June 17, 2017
On Thursday, I had the good fortune to be approaching Carleton Place’s tiny Gillies Bridge just as a woman was coming towards me, pushing a huge cage on wheels. As she came closer, I saw a flash of intense aquamarine. Closer still, and I realized she was transporting a magnificent parrot, perhaps two feet high. I asked if I might look at him and she kindly stopped so I could do so. She told me his name was Cooper and that he lived at the parrot sanctuary on Industrial Avenue. She was taking him out for the fresh air and his daily dose of Vitamin D. Because Cooper was staring straight ahead, I was able to admire the strong curve of his gleaming dark-brown beak and round white eyes. He appeared very content to be out on his tour of the bridge across the turbulent river and around town.
Walking home, I found his image stayed with me: his proud bearing, his startling azure plumage, his incomparable selfhood; what Gerard Manley Hopkins would call his haecitas. “My heart in hiding/ Stirred for a bird — the achieve of, the mastery of the thing.” In The Windhover, Hopkins is spellbound by the flight of a falcon. Even though I had not seen Cooper in flight, my heart was likewise stirred by his presence.
Since that encounter, I have found out more about Cooper, who is a blue and yellow macaw, and about Parrot Partner, the sanctuary where he stays. Parrot Partner is a registered charity dedicated to caring for rescued and relinquished parrots, and educating people who would like to adopt one. As the organization’s website explains, parrots can be hard to place because they are not domesticated. To develop a good relationship with wild birds like large parrots, people need proper training in their handling and care. Without this education, our attempts to train a parrot will fail dismally, with the bird going into either a fight or flight response, biting aggressively or plucking out its own feathers in self-harm.

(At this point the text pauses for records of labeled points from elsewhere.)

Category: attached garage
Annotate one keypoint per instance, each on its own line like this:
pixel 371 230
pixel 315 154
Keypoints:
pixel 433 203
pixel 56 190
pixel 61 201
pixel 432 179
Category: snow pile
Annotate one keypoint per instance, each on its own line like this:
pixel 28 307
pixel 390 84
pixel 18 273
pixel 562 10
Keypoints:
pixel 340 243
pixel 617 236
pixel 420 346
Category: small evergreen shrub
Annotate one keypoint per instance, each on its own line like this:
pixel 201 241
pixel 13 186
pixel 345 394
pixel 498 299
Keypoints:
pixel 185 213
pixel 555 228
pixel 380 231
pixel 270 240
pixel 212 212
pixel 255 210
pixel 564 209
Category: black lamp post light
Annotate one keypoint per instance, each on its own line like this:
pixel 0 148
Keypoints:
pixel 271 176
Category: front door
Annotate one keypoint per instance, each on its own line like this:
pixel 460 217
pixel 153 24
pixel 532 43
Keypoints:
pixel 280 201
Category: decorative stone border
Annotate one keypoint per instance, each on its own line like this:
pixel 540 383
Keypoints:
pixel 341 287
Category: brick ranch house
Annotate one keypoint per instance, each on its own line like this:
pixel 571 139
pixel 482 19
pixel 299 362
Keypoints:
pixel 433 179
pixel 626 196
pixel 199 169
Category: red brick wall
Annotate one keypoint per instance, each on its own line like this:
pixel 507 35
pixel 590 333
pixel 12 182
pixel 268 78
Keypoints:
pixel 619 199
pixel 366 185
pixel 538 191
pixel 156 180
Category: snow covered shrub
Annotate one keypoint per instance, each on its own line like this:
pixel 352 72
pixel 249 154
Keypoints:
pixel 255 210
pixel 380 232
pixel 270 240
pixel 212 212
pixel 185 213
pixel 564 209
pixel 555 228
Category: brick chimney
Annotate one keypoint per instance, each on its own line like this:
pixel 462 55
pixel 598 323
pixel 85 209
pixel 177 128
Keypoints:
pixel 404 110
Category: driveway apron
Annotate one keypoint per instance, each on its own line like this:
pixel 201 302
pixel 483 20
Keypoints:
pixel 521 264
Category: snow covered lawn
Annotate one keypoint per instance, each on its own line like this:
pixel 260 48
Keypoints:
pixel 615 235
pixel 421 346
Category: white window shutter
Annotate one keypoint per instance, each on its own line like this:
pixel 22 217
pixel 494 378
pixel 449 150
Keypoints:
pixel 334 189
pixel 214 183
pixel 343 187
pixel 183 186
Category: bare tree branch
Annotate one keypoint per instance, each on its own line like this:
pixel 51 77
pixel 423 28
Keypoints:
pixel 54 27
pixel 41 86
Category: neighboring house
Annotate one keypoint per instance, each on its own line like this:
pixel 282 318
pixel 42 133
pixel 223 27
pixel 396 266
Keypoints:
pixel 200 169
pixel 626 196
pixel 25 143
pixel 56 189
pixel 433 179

At Cooper’s sanctuary, people are taught how to be a partner with the bird they wish to adopt, which means resisting all urges to dominate the parrot. “We are indoctrinated in coercion and force in our society,” Parrot Partner’s executive director Judy Tennant says in one of the illuminating videos on the organization’s website. “A good relationship with a parrot requires thoughtfulness and sensitivity, as well as training. It forces us to be a better person.”
This is a precept the young animal rights activists in my latest novel would embrace wholeheartedly, just as I do. On Saturday, I was lucky to see Judy Tennant again, this time at the corner of Bridge and Bell Streets, where she was wheeling a scarlet and yellow macaw. Because she was talking with a friend, I did not learn this parrot’s name; only that he could speak two words: “up” and “down.” While I admired him, he said “up, up, up.” “Don’t put your finger in the cage,” Judy warned me. Of course, I wouldn’t dream of it, particularly after having read so recently Charles Foster’s marvelous Being a Beast: Adventures across the Species Divide, of which more anon.